D’ailleurs, parler de ses antécédents en matière de crédit avec son conjoint est également un incontournable. L’ACFC conseille même aux couples de commander une copie du dossier de crédit de chacun. Parce que cela a une incidence sur la capacité du couple à obtenir du crédit, donc à réaliser des projets.

«C’est bien maintenant que les gens se marient plus vers la fin de la vingtaine ou le début de la trentaine plutôt que très jeunes comme avant parce qu’ils sont plus matures, ils ont une meilleure idée de qui ils sont et des buts qu’ils veulent atteindre, constate Elizabeth Abbott. Parce qu’en fait, si on se marie, c’est très important que ce soit avec quelqu’un qui souhaite la même chose que soi dans la vie.»

L’amour est aveugle ?

Malgré sa bonne volonté, discuter de finance avec son futur époux peut être difficile à faire. Un sondage de la CIBC révélait l’été dernier que seulement le tiers des couples sur le point de se marier ou de vivre en union libre avaient sérieusement discuté d’argent.

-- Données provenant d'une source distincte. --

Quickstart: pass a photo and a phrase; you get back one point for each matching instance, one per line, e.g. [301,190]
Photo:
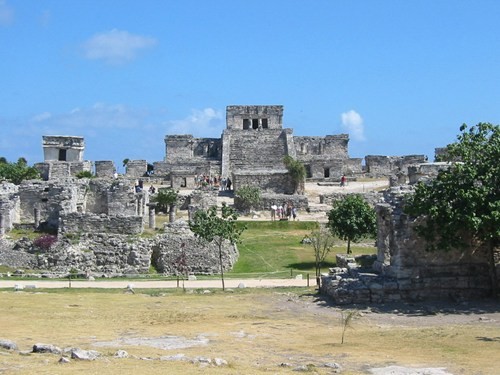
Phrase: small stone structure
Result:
[403,268]
[63,157]
[105,168]
[384,166]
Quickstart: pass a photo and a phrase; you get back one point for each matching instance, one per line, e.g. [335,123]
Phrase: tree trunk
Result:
[493,269]
[221,265]
[171,213]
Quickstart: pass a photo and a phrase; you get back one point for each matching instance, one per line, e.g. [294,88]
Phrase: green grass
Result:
[273,250]
[269,249]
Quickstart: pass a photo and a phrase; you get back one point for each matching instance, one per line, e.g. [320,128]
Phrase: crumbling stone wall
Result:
[63,148]
[105,168]
[136,168]
[268,199]
[179,244]
[9,207]
[371,197]
[404,270]
[380,166]
[52,170]
[89,223]
[109,255]
[425,171]
[49,198]
[421,274]
[278,182]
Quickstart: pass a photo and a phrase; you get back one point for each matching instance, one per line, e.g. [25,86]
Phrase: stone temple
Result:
[251,151]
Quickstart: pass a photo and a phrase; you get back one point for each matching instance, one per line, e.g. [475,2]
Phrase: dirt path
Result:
[123,284]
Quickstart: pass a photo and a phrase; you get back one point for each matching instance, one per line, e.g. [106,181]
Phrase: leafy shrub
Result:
[84,174]
[45,242]
[247,197]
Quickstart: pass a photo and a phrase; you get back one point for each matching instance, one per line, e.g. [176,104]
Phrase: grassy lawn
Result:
[274,249]
[268,250]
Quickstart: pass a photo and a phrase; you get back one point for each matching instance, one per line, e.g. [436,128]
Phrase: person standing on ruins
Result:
[342,180]
[273,211]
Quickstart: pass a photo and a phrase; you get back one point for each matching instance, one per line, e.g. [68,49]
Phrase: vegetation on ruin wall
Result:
[18,171]
[461,206]
[248,196]
[352,219]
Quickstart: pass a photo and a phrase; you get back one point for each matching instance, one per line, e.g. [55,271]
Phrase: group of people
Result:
[222,183]
[287,211]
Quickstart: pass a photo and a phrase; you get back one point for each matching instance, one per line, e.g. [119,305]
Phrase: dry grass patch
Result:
[253,330]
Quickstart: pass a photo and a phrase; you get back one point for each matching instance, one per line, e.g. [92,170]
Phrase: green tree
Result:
[166,199]
[18,172]
[461,206]
[322,242]
[84,174]
[297,171]
[352,219]
[212,228]
[248,197]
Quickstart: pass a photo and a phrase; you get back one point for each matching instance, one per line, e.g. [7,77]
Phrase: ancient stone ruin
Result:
[403,270]
[99,223]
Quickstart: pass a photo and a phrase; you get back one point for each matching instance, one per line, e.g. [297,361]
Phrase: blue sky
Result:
[399,77]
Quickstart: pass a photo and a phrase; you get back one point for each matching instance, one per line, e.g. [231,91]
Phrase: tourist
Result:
[273,211]
[342,180]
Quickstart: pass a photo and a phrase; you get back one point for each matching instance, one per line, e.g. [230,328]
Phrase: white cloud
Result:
[45,18]
[352,122]
[116,46]
[6,13]
[42,117]
[207,122]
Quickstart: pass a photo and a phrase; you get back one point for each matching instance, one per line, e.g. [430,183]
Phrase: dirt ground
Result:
[252,331]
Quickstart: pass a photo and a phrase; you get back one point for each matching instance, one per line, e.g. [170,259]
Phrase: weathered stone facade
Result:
[404,270]
[108,254]
[251,151]
[380,166]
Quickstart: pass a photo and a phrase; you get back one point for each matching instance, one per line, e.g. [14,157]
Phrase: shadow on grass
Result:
[488,339]
[421,308]
[308,266]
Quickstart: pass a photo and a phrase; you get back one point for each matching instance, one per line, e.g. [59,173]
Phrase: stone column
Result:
[36,214]
[2,226]
[191,211]
[152,217]
[171,213]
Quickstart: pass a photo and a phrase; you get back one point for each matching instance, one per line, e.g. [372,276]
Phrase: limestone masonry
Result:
[99,223]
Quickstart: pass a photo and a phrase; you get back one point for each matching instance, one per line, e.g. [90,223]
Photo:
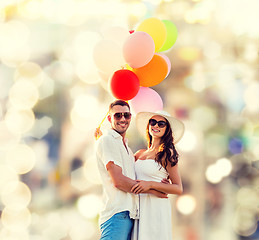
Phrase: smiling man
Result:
[116,167]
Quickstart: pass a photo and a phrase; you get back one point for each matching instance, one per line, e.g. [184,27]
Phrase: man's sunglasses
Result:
[118,116]
[160,124]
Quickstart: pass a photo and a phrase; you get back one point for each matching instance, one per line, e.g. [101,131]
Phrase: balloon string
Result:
[103,120]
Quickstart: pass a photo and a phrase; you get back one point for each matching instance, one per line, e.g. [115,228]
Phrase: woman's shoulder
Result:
[139,153]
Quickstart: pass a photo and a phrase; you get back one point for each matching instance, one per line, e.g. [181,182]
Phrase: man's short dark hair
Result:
[118,102]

«C’est certain que lorsqu’on est en amour, on veut vivre ensemble et on ne veut pas se poser ce genre de question, constate Gérard Guay qui pratique comme notaire à Drummondville. Mais, tôt ou tard, on se fait rattraper par la réalité. Malheureusement, c’est souvent une fois que la situation vire mal qu’on se dit qu’on aurait dû se poser ces questions!»

Il conseille également d’aborder la question du genre de vie professionnelle qu’on veut mener.

«Être salarié n’est pas la même chose qu’être entrepreneur. Puis, si on veut avoir des enfants, est-ce qu’il y en a un des deux qui travaillera moins pour s’en occuper? Et si c’est le cas, sera-t-il compensé? Un notaire peut vous aider à discuter de ces questions difficiles et vous éclairer sur les options possibles.»

L’amour est aveugle, dit le proverbe.

«Mais, nuance Me Guay, ce n’est pas une raison pour ne pas garder les yeux ouverts avant de se marier!»